Yet when a diagnosis of chronic illness enters our lives, or the lives of our family members, it’s impossible to avoid public places, and often just as impossible to avoid tears!
As Christians, church is a public sphere where we may find it hard to contain our grief. For this reason I’m going to use it as an example, but most of what is written below can apply to any public space.
Firstly: should we even be trying to contain our grief?
I don’t think so.
4 Reasons we grieve chronic illness in public
1. We grieve chronic illness in public because we care
We respond emotionally to the things we care about.
That’s just natural. When we or someone we love is diagnosed with a chronic illness, we will respond emotionally.
In the same way, if you’re a Christian, church is something you’re invested in. The group of fellow believers you meet with weekly to encourage and worship God together – that’s a big part of your life.
We give time, effort, energy and money to our church. We care about it deeply – and so, like chronic illness, we react deeply as well. Whether it is outrage over a new policy or discomfort from a hard-hitting sermon, church should and will cause an emotional response.
Is it surprising then, that our grief over chronic illness can manifest in church?
Not at all.
We respond emotionally to things we care about. Tweet!
2. We grieve chronic illness in public because we are confronted with truth
There’s no side-stepping the fact that ‘deep truths’ are dealt with in church.
In a single church service it’s not uncommon to talk about death and life, suffering and rejoicing, friendship and loneliness. After all, our God did all of this. He came to rescue us from our sinfulness and death; He himself suffered horrendously on a cross. It is not unnatural that we would discuss such things.
When we Watch someone suffering, these realities make up our everyday life. As a result, life and death and community and alone-ness all take on very real meanings.
We know what they feel like.
We know how they hurt.
For this reason, church does not deal with abstract concepts for us, but living realities we are deeply invested in – and so it is not surprising we may be moved to grieve while others remain dry eyed.
3. We grieve chronic illness in public because we are used to grieving
Dealing with a diagnosis of chronic illness is draining.
It is exhausting to spend a lot of time around sick people, and can put us under a lot of emotional stress.
Chronic illness can leave us worrying about the future. Dealing with our own emotions. Staying up all night with sick children. Visiting aging parents at all hours of the day.
No answers. Little sleep. Horizons which are always clouded.
These things wear us down. Physically, it is going to be harder for us to hold in our tears until they are ‘appropriate’.
That’s just reality.
4. We grieve chronic illness in public because we have to talk about it
It’s astonishing how normal tragedy can seem until we actually have to put it into words.
Sometimes voicing our agony can make it even more painful (in the short term). At church, when we are surrounded by people who (hopefully) care deeply about us (or at the very least, are curious) – we will be asked questions.
How are you?
How are you really?
How can I pray?
What are you struggling with?
These questions are difficult, personal and deal with ‘deep’ things.
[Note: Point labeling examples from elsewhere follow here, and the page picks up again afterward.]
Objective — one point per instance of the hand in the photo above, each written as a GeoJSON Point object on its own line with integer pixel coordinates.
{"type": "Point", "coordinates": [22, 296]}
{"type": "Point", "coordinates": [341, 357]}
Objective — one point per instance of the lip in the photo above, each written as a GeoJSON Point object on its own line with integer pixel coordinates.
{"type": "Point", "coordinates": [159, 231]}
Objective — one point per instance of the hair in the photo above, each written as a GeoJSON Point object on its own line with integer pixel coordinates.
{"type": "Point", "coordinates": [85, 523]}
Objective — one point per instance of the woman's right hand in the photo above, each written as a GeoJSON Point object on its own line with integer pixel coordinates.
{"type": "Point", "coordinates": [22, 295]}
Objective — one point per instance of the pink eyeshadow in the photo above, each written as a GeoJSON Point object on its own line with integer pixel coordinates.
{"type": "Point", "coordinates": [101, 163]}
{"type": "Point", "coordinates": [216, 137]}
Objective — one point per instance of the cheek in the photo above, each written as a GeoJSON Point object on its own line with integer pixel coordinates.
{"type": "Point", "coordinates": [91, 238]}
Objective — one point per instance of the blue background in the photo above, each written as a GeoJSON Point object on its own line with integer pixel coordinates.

Our answers may include tears.
Grieving in church is okay
Do any of the reasons above seem wrong to you? They don’t to me. And so if you find yourself weeping at church or sniffling at the shops, I think that’s okay.
Grief is okay.
Sadness is okay.
That doesn’t mean it’s pleasant, or comfortable, or that it makes singing worship songs or buying cereal easy – it does not.
But it’s not wrong, and sometimes I think we all need a reminder of that. There’s nothing shameful about grief.
// Have you found yourself grieving in public before? How did you feel about it? How did others respond?